Consequently, local HCPs not working for organizations such as WHO and Médecins Sans Frontières have to cope with clinics that lack ancillary personnel, proper sanitation practices, isolation units, and supplies.

This will have a knock-on effect on deaths from other causes. In a recent editorial (N Engl J Med. 2014;371:1545-1546), Dr Farrar and his colleagues state that "the disintegration of the healthcare systems in the affected countries is already having a profound impact on the populations' health beyond Ebola, as clinics close or become overwhelmed or nonfunctional."

"These health system effects will only worsen as the epidemic progresses: West Africa will see much more suffering and many more deaths during childbirth and from malaria, tuberculosis, HIV-AIDS, enteric and respiratory illnesses, diabetes, cancer, cardiovascular disease, and mental health during and after the Ebola epidemic," they add.

To help tackle these issues, nations such as the United Kingdom are not only providing field hospitals for Ebola patients, they are also providing facilities to treat HCPs. Capt David Eagles, from the Royal Fleet Auxiliary, explained that the naval vessel Royal Fleet Auxiliary Argus, for example, will now treat Ebola patients in Sierra Leone.

Speaking on the BBC's Today program, he said: "Our hospital facility is...to provide reassurance to the UK military and civilian personnel operating in Sierra Leone."

"If they have a non-Ebola injury, they will have facilities identical to what they would find in a UK NHS hospital off the shore on UK sovereign territory."

Success Stories

Nevertheless, there have been several success stories in the Ebola crisis. Senegal was declared free of Ebola on October 17, after what was described by the WHO as "a good example of what to do when faced with an imported case of Ebola."

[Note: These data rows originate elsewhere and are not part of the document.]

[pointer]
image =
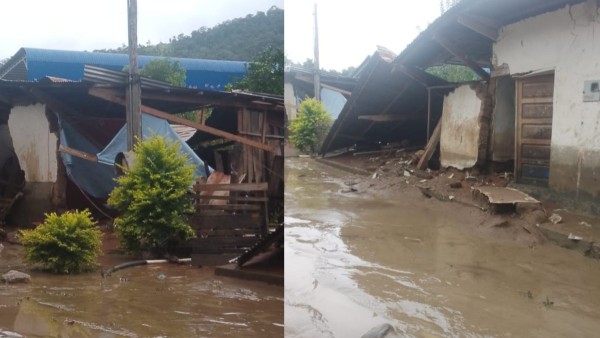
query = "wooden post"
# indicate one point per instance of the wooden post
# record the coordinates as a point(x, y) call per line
point(428, 112)
point(133, 95)
point(317, 79)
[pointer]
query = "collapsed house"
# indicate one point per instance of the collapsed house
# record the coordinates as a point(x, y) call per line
point(67, 136)
point(299, 84)
point(31, 64)
point(534, 108)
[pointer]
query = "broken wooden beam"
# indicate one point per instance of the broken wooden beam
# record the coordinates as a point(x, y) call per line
point(114, 97)
point(454, 50)
point(382, 117)
point(479, 25)
point(78, 153)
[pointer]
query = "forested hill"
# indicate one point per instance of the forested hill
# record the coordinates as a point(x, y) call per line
point(239, 39)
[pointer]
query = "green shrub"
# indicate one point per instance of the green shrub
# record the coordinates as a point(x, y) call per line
point(152, 197)
point(310, 126)
point(66, 243)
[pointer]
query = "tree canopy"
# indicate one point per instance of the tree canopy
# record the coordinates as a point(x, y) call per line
point(310, 126)
point(265, 74)
point(240, 39)
point(165, 70)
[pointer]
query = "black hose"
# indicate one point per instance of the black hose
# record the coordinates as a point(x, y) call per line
point(106, 273)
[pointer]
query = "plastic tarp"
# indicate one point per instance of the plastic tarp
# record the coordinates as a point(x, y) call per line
point(333, 101)
point(98, 178)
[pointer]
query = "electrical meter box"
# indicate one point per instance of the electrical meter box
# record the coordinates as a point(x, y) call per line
point(591, 91)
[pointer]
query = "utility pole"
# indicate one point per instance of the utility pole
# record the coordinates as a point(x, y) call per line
point(133, 95)
point(317, 78)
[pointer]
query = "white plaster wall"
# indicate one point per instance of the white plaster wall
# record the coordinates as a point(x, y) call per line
point(289, 99)
point(568, 41)
point(34, 144)
point(459, 137)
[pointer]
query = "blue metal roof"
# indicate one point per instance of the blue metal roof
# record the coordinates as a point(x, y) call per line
point(202, 74)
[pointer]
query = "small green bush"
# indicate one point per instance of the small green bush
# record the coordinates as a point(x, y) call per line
point(152, 197)
point(310, 126)
point(66, 243)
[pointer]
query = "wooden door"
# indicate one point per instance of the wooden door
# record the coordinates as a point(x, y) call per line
point(534, 129)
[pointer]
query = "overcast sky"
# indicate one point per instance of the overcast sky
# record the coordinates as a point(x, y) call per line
point(349, 31)
point(89, 25)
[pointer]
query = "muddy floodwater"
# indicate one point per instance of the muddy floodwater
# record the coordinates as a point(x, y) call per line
point(162, 300)
point(354, 261)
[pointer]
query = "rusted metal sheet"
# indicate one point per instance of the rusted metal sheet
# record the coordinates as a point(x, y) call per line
point(534, 129)
point(500, 195)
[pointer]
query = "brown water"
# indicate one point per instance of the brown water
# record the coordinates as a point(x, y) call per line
point(354, 261)
point(162, 300)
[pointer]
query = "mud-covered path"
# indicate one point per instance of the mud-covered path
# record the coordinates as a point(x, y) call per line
point(354, 261)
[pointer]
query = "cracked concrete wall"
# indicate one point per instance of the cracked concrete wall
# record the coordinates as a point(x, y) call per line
point(34, 144)
point(460, 134)
point(567, 41)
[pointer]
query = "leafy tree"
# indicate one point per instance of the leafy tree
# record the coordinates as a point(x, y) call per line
point(310, 126)
point(240, 39)
point(170, 72)
point(453, 73)
point(66, 243)
point(265, 74)
point(152, 197)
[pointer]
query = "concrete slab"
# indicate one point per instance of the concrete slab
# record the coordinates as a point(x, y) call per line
point(233, 270)
point(500, 195)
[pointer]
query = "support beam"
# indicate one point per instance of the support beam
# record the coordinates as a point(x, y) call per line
point(202, 100)
point(352, 137)
point(454, 50)
point(479, 25)
point(431, 146)
point(133, 113)
point(382, 118)
point(113, 96)
point(419, 75)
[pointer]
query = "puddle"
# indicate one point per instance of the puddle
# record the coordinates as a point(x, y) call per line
point(355, 261)
point(135, 302)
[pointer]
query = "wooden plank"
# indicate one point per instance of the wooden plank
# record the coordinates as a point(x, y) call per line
point(382, 118)
point(234, 187)
point(211, 242)
point(227, 232)
point(230, 207)
point(537, 111)
point(78, 153)
point(479, 25)
point(431, 146)
point(224, 221)
point(237, 199)
point(212, 259)
point(113, 96)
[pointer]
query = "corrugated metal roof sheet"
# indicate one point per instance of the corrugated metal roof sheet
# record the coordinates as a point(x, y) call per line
point(35, 63)
point(111, 59)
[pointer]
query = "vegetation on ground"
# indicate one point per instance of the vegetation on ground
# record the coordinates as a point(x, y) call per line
point(453, 73)
point(67, 243)
point(309, 128)
point(152, 197)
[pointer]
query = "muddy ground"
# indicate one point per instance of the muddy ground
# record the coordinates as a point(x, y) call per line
point(393, 174)
point(153, 300)
point(362, 251)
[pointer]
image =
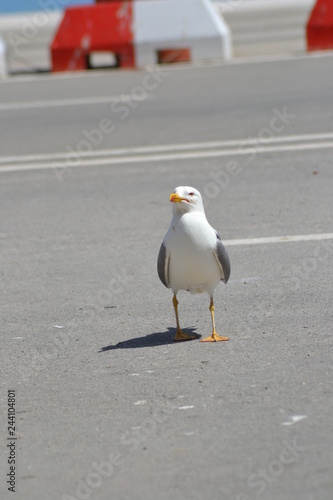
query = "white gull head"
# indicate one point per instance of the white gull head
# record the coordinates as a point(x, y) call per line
point(186, 199)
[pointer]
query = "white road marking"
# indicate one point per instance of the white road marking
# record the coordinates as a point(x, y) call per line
point(294, 419)
point(240, 143)
point(279, 239)
point(76, 101)
point(86, 161)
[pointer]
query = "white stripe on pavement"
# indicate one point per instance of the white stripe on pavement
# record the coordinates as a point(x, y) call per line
point(240, 143)
point(279, 239)
point(76, 101)
point(194, 155)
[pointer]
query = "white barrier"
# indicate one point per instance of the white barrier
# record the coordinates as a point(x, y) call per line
point(179, 24)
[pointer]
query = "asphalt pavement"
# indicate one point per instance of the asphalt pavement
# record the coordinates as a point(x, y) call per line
point(107, 405)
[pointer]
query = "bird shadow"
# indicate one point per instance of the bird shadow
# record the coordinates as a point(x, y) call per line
point(151, 340)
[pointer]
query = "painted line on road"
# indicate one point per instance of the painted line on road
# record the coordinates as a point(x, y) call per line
point(240, 143)
point(194, 155)
point(78, 101)
point(279, 239)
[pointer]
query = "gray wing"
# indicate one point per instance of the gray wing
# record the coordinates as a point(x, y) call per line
point(163, 265)
point(222, 258)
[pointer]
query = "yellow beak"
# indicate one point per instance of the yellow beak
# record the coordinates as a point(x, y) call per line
point(175, 198)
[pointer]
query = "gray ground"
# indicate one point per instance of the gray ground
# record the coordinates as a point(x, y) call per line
point(108, 407)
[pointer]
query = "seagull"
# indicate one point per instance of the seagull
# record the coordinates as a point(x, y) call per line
point(192, 256)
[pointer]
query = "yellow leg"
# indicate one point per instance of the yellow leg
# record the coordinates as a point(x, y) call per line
point(214, 337)
point(180, 335)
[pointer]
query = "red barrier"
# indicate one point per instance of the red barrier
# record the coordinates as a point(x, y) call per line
point(319, 29)
point(105, 27)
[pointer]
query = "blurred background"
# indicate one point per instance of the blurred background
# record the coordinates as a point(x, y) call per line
point(259, 27)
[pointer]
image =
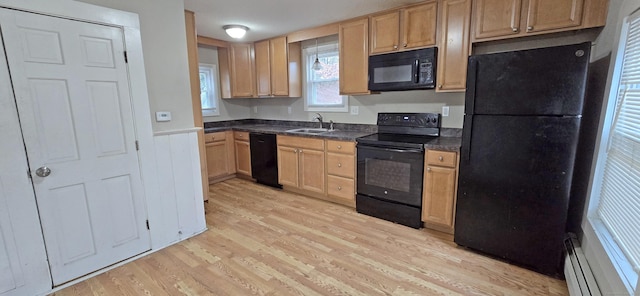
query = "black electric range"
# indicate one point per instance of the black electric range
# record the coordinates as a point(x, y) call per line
point(390, 167)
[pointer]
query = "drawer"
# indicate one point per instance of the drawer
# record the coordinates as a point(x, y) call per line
point(340, 164)
point(341, 147)
point(441, 158)
point(242, 136)
point(214, 137)
point(341, 187)
point(301, 142)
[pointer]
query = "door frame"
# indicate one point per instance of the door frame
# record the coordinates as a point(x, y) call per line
point(130, 25)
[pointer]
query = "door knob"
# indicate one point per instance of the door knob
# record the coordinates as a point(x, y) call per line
point(43, 171)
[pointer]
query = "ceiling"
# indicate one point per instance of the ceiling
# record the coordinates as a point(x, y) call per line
point(270, 18)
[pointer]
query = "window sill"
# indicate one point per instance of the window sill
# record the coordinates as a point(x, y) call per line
point(616, 270)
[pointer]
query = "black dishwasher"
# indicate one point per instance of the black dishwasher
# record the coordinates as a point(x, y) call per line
point(264, 159)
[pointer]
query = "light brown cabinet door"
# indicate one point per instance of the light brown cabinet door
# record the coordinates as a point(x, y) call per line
point(439, 195)
point(241, 70)
point(453, 43)
point(385, 30)
point(312, 174)
point(243, 158)
point(217, 159)
point(546, 15)
point(419, 26)
point(496, 18)
point(278, 57)
point(354, 57)
point(263, 68)
point(288, 166)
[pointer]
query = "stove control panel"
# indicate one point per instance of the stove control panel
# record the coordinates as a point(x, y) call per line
point(409, 119)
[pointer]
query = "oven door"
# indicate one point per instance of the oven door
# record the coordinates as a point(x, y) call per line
point(391, 174)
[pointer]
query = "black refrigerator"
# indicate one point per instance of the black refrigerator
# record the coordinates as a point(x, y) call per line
point(523, 112)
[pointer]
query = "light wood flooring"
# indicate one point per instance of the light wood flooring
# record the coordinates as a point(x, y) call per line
point(268, 242)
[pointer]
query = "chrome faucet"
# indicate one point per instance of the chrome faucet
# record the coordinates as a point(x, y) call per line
point(319, 118)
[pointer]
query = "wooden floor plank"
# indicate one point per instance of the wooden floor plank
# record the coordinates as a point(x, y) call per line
point(264, 241)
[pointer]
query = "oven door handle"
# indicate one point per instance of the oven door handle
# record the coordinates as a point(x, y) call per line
point(391, 149)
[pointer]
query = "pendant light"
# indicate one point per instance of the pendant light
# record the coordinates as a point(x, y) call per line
point(316, 65)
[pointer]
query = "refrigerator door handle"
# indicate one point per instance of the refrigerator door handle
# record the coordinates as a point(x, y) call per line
point(470, 96)
point(466, 139)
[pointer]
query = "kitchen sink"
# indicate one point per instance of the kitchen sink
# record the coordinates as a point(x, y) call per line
point(313, 131)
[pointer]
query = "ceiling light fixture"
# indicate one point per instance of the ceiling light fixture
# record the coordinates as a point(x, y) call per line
point(236, 31)
point(316, 65)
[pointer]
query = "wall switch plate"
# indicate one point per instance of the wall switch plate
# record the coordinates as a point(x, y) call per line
point(445, 111)
point(163, 116)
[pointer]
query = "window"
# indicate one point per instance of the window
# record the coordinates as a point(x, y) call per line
point(322, 87)
point(617, 179)
point(209, 90)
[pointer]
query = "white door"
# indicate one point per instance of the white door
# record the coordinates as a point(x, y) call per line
point(71, 87)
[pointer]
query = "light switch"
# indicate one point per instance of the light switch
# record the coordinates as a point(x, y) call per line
point(445, 111)
point(163, 116)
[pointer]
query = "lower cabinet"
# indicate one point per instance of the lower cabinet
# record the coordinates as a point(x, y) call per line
point(220, 155)
point(243, 153)
point(341, 164)
point(301, 163)
point(439, 192)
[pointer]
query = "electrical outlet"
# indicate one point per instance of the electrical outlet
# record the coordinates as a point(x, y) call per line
point(445, 111)
point(163, 116)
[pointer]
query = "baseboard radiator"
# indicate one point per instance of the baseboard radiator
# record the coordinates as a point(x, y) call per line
point(577, 272)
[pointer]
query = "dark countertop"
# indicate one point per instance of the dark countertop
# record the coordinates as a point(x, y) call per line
point(344, 132)
point(282, 130)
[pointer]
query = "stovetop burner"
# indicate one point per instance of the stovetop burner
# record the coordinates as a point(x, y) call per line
point(404, 130)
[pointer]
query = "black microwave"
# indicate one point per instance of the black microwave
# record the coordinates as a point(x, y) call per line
point(405, 70)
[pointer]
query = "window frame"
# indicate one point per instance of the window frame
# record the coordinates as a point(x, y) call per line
point(309, 56)
point(214, 96)
point(621, 266)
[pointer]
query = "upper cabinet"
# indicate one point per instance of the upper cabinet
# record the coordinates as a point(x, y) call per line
point(272, 67)
point(453, 45)
point(266, 68)
point(499, 19)
point(404, 29)
point(354, 57)
point(241, 70)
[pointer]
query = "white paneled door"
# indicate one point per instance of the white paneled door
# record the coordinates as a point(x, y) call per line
point(71, 88)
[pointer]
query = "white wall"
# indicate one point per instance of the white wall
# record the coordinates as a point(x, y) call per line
point(230, 109)
point(164, 43)
point(369, 106)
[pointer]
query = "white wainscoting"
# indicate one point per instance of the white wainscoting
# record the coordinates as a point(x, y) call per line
point(179, 187)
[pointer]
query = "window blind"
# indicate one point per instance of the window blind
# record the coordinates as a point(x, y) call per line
point(619, 207)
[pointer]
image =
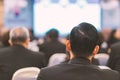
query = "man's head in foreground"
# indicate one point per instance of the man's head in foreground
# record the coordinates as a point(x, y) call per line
point(83, 41)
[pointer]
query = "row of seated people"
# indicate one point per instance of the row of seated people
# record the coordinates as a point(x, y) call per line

Today, Nigeria was declared to be free of Ebola virus transmission. In what the WHO called a "spectacular success story," Nigerian authorities repurposed its innovative polio eradication campaign, which uses cutting-edge GPS technology to ensure that no child misses out on polio vaccination, to conduct Ebola case-finding and contact-tracing.

Consequently, every single one of the country's 19 confirmed cases was traced back to direct or indirect contact with a single infected air traveler who arrived on July 20 from Liberia. Of the 19 patients, 7 died and 12 survived; that 40% fatality rate is much lower than elsewhere in the region.

As Margaret Chan, director-general of the WHO, said: "If a country like Nigeria, hampered by serious security problems, can do this — that is, make significant progress toward interrupting polio transmission, eradicate guinea-worm disease, and contain Ebola, all at the same time — any country in the world experiencing an imported case can hold onward transmission to just a handful of cases."